A Phase I clinical trial investigating immunisation strategies using DNA, MVA and CN54rgp140 adjuvanted with GLA-AF to maximise antibody responses.
Studying whether combining two components of a combination vaccine can improve immune responses amd reduce the number of shots those with HIV need
What is this study about?
There is currently no cure for HIV and although treatment is available, it is inaccessible to many, has to be taken for life and can be associated with side effects. It is widely accepted that a vaccine for HIV would be the best way to prevent infection and although there has been one encouraging trial in Thailand, there is currently no vaccine available.
We are exploring a strategy using a combination of three different types of vaccine. This approach has previously been shown to be more efficient than just a single component.
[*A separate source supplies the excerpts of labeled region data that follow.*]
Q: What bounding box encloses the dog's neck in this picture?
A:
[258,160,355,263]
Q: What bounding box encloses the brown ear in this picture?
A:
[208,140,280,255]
There is currently great interest in whether combining vaccines could improve their performance.
In this study half (20) the volunteers will receive 7 vaccinations and the other half will receive 5. We will follow up everyone in the same way and are interested in immune responses and also whether there are any reactions to the vaccinations.
This study is one of several that we are involved in using common vaccines and so we will be able to directly compare the results across these studies in order to optimise the design of the next (larger) clinical study.
Type of study
Who is funding the study?
The Medical Research Council.
When is it taking place?
Where is it taking place?
St Marys Hospital, London, Surrey Clinical Research Centre, Guildford
Who is included?
40 healthy adult men and women aged 18-45 at low risk of HIV infection.